Jay Small, whom you could call an important voice, is on the right track:

SND must represent the brightest thinking focused on innovation in communicating the news. Typeface du jour? Web width of the month? Hell, no. Attracting and engaging news consumers and enabling communities around the news? Oh, yeah!

SND needs to fill another leadership vacuum: The gap between so-called visual people and word people. Far too many designers, photographers and graphic artists have weak spelling, grammar and reporting skills. Way too many writers and editors have no clue about the synergy of their efforts with those of everyone else. Much has been said about bridging the worlds, but the silos remain. And toss multimedia and Web skills into the mix, too. There are just not enough jobs out there to justify separations of church and state, anymore. Anyone who’s lucky enough to have a newsroom position has to know it all. But so few of us do.

Some of SND’s training does address this: The folks I most respect get it about perpetrating good journalism, about making every word and image count. But it’s in our nature to go for the pretty over the effective. We’ve got to focus on changing that if we want to have a place at the table.

If SND were to do all that, I’m afraid that much of what it focuses on now — the big contest, the annual meeting — would have to take a backseat. It’d be the end of an era. But, let’s face it, folks, we’re at the end of a journalism era.

Pondering the economics of making a news startup work on the Web

In Biz, Freelance, innovation, newspaper, publish, publisher, Publishing, smartnews, startup, venture on April 18, 2009 at 7:18 pm

I ran a cross a comment on this thread that breaks down the dilemma that faces Internet startups.

It’s a great idea to have journalists curating the best tweets about a story or topic. That’s a solid content model.
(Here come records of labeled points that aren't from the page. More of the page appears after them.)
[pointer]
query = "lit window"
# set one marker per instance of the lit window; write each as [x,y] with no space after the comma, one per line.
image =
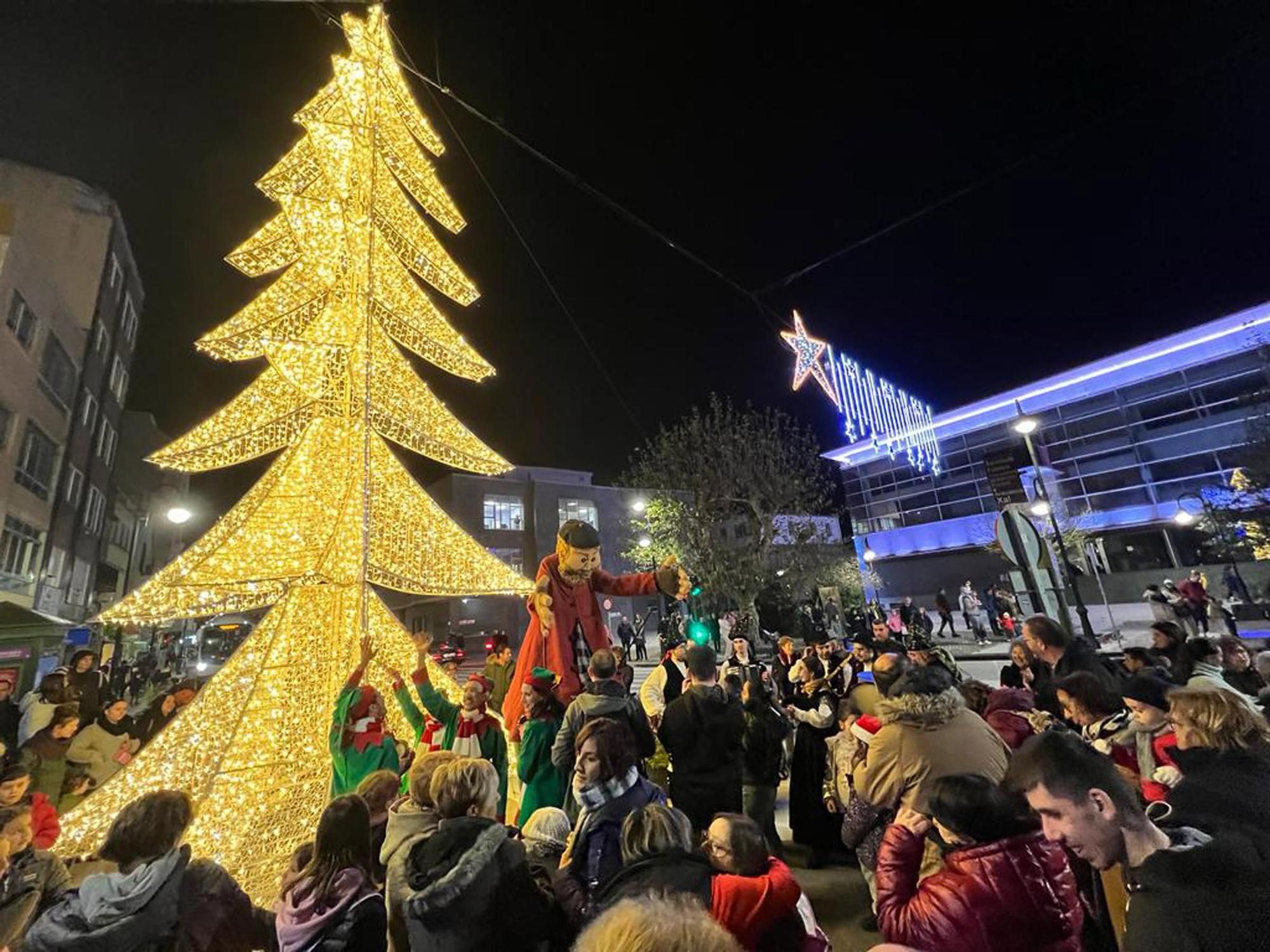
[22,321]
[36,461]
[20,545]
[58,374]
[581,510]
[129,323]
[505,513]
[88,412]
Now, if you want to make a living at it, you need to sort out and execute a business model.

You have two options:

1. Get massive traffic, 2MM+ pageviews/month while keeping costs low, low, low, such that you can use existing advertising networks to make a living. Their rates are insultingly low, but if you can break a million pageviews without having to pay for content or help, then you can make that work possibly.

2. Build it out into a brand with a defined, die-hard niche audience that specific types of businesses will pay a premium to reach. What about approaching the makers of some of the Twitter clients out there? They’re always looking for new users and your audience consists of super-active Twitter-users who are likely always one step ahead of the game. What if Twirl or Tweetdeck sponsored you guys for a month or two?

Very difficult for any individual journalist to drag in 2 million page views per month (I’m astonished at how few even this blog gets, even though I make almost no effort to market it. You’d think that random chance would drag in more useless, accidental traffic.) And there are only so many valuable niches around. I think of my friend Charles Apple who’s absolutely got the “visual journalist” market nailed down — but what is that worth to him or to Visual Editors in terms of advertising? I don’t see Adobe ponying up oodles of ad money. (Maybe as we all get outsourced and have to buy our own equipment and software, that’ll change.)

As publishers and executive editors have not exactly been beating down our doors, I’ve been thinking off and on about how we could grow Smartnews into it’s own direct-to-consumer Web experience. The result would probably be something like True/Slant. But probably more open, using that rating system to direct eyeballs and presumably ad revenue to journalists. I’m open to your suggestions.